COUNT 1 is DISMISSED without prejudice. COUNTS 2 and 3 shall proceed against Butler and John Does 1-12. Wills shall remain a defendant in his official capacity only for the purpose of responding to discovery aimed at identifying the John Does. The Clerk is further DIRECTED to enter the standard qualified protective order pursuant to the Health Insurance Portability and Accountability Act. The Clerk of Court shall prepare for Butler, Wills (official capacity only), and John Does 1-12 (once identified) the following: (1) Form 5 (Notice of a Lawsuit and Request to Waive Service of a Summons), and (2) Form 6 (Waiver of Service of Summons). The Clerk is directed to mail these forms, a copy of the Complaint, and this Memorandum and Order to the defendants’ place of employment. If a defendant fails to sign and return the Waiver of Service
of Summons (Form 6) to the Clerk within 30 days from the date the forms were sent, the Clerk shall take appropriate steps to effect formal service on that defendant, and the Court will require the defendant to pay the full costs of formal service, to the extent authorized by the Federal Rules of Civil Procedure. If a defendant can no longer be found at the work address provided by Plaintiff, the employer shall furnish the Clerk with the defendant’s current work address, or, if not known, his last known address. This information shall be used only for sending the forms as directed above or for formally effecting service. Any documentation of the address shall be retained only by the Clerk. Address information shall not be maintained in the court file or disclosed by the
Clerk. With the exception of Warden Wills, the defendants are ORDERED to file an appropriate responsive pleading to the Complaint in a timely manner and shall not waive filing a reply pursuant to 42 U.S.C. § 1997e(g). Pursuant to Administrative Order No. 244, the defendants only need to respond to the issues stated in this Merit Review Order.
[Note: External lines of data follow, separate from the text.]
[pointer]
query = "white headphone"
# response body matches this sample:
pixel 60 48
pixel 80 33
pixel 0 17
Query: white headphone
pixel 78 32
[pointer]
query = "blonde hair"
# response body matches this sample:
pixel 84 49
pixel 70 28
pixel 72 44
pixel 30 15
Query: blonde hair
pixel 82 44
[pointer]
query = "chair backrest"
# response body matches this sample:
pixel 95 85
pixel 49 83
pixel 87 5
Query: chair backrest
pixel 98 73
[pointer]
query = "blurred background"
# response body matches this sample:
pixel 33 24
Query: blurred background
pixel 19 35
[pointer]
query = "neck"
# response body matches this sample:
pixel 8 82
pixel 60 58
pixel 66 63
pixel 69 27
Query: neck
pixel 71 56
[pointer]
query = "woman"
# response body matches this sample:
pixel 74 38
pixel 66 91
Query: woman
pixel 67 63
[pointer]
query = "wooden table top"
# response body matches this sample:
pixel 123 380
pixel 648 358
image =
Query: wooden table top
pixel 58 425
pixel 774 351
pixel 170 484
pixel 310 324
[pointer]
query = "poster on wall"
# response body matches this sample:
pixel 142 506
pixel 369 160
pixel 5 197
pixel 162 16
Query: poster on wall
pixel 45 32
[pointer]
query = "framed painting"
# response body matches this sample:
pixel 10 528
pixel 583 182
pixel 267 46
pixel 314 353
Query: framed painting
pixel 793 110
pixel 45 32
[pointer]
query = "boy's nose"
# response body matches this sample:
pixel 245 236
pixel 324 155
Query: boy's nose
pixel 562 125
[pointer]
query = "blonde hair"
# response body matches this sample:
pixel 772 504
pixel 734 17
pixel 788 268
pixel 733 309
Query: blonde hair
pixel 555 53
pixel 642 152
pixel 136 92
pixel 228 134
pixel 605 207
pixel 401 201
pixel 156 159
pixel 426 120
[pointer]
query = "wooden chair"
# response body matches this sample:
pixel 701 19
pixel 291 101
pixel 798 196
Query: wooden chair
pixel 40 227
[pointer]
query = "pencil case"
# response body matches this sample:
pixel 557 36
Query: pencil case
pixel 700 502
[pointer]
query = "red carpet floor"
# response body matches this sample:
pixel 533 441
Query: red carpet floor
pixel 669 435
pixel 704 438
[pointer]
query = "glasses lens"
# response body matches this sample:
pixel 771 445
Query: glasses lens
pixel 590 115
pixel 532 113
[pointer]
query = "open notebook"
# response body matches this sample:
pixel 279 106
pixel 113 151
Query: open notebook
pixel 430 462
Finally, Plaintiff is ADVISED that he is under a continuing obligation to keep the Clerk of Court and each opposing party informed of any change in his address; the Court will not independently investigate his whereabouts. This shall be done in writing and not later than 14 days after a transfer or other change in address occurs. Failure to comply with this Order will cause a delay in the transmission of court documents and may result in dismissal of this action for want of prosecution. See FED. R. CIV. P. 41(b). IT IS SO ORDERED.
DATED: May 6, 2024
s/Stephen P. McGlynn STEPHEN P. MCGLYNN United States District Judge NOTICE TO PLAINTIFF
The Court will take the necessary steps to notify the appropriate defendants of your lawsuit and serve them with a copy of your complaint. After service has been achieved, the defendants will enter their appearance and file an Answer to the complaint. It will likely take at least 60 days from the date of this Order to receive the defendants’ Answers, but it is entirely possible that it will take 90 days or more. When all of the defendants have filed Answers, the Court will enter a Scheduling Order containing important information on deadlines, discovery, and procedures. Plaintiff is advised to wait until counsel has appeared for the defendants before filing any motions, to give the defendants notice and an opportunity to respond to those motions. Motions filed before defendants’ counsel has filed an appearance will generally be denied as premature. Plaintiff need not submit any evidence to the Court at his time, unless otherwise directed by the Court.